Explicou que durante a sua intervenção irá apresentar algumas das razões que podem explicar a colocação de alguns autores no cano literário, ou seja aqueles que merecem ser lidos em várias épocas e por várias gerações, uma ideia daqueles que poderiam ser autores de referência para o conhecimento das sociedades, realidades e demonstrar como é rico esse universo onde se integram os autores dos países onde se fala a língua portuguesa desde o século XII até a actualidade.

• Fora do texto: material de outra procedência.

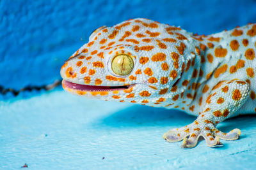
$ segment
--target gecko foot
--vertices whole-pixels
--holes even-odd
[[[198,123],[200,122],[200,123]],[[212,122],[195,121],[193,123],[181,128],[171,129],[164,134],[163,138],[168,142],[177,142],[183,139],[182,148],[193,148],[200,136],[203,136],[209,147],[220,147],[223,145],[220,139],[236,140],[239,138],[241,131],[235,129],[228,133],[218,130]]]

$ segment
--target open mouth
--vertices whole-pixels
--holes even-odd
[[[134,85],[122,86],[86,85],[77,84],[63,80],[62,81],[62,85],[65,88],[85,92],[103,92],[125,90],[134,86]]]

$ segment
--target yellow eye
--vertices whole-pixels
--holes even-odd
[[[120,54],[115,56],[112,60],[113,71],[119,76],[128,75],[133,69],[133,60],[128,55]]]

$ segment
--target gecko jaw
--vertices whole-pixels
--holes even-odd
[[[100,86],[100,85],[81,85],[63,80],[62,81],[62,86],[65,88],[74,90],[79,90],[84,92],[106,92],[123,90],[133,87],[134,85],[122,85],[122,86]]]

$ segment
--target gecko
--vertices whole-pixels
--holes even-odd
[[[202,136],[219,147],[241,131],[223,132],[218,124],[255,114],[255,52],[256,24],[205,36],[131,19],[94,31],[61,67],[62,86],[89,98],[183,111],[197,118],[163,138],[193,148]]]

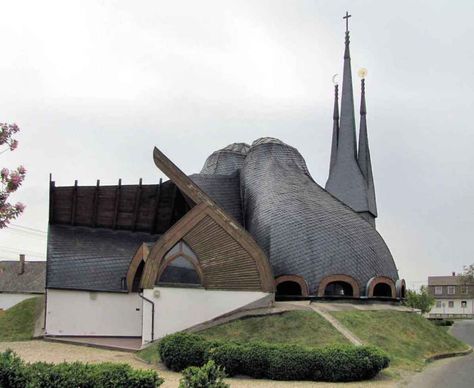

Para Maria de Fátima Fernandes que é também professora universitária, um grande texto é aquele que tem um valor para a educação, para leitura, para formação do leitor e pode ser aproveitado em diferentes contextos e em situações diferenciadas mais complementares como numa biblioteca pública, individual ou de uma escola, sendo que a mesma não deveria faltar na formação de qual quer cidadão dos países de língua portuguesa.

No seu entender, as grandes obras podem estar escritas em géneros diferenciados desde a narrativa, lírica, poesia e dramático.

Considerou que a literatura cabo-verdiana é jovem sendo que tem registrado uma produção literária “bastante rica” no sentido de quantidade e diversa quanto as temáticas, orientações estéticas, colocação dos textos em determinados períodos literários.

Para a investigadora, Eugénio Tavares, Guilherme Dantas, Januário Leite e outros autores da sua geração são os iniciadores da literária cabo-verdiana, que defendeu que as gerações mentoras da claridade merecem uma atenção especial na catalogação dos clássicos sendo que tem de estar disponíveis para a leitura nos países de língua portuguesa.

Por outro lado, disse que Corsino Fortes, João Vario, Orlanda Amarílis, Daniel Filipe, Filinto Elísio, Daniel Spínola, Vera Duarte, Dina Salústio, Fátima Bettencourt são escritores da geração que antecedeu a independência e pós-independência e estão consagrados em termos de reconhecimento público e de estudos.

Por seu turno, Pedro Mexia, escritor português que participa também no evento, disse que a literatura continua forte no espaço lusófono e não só, mas que nos dias de hoje não há uma evidência como havia há décadas onde as novas gerações tinham um grande interesse pela literatura, cultura literária e capacidade de ler um texto literário.

“Tudo isso tem a ver com os tempos, com as novas tecnologias e também com as escolas que até certa altura em vez de contrariar essa tendência, decidiu remar para o mesmo lado e tirar os escritores dos curriculares escolares por acharem que são autores muitos difíceis” considerou o escritor para quem as escolas não devem desistir da literatura e que é preciso ter educação para preparar as pessoas que queiram ler, ter livros disponíveis a preços acessíveis, bem feitos e distribuídos.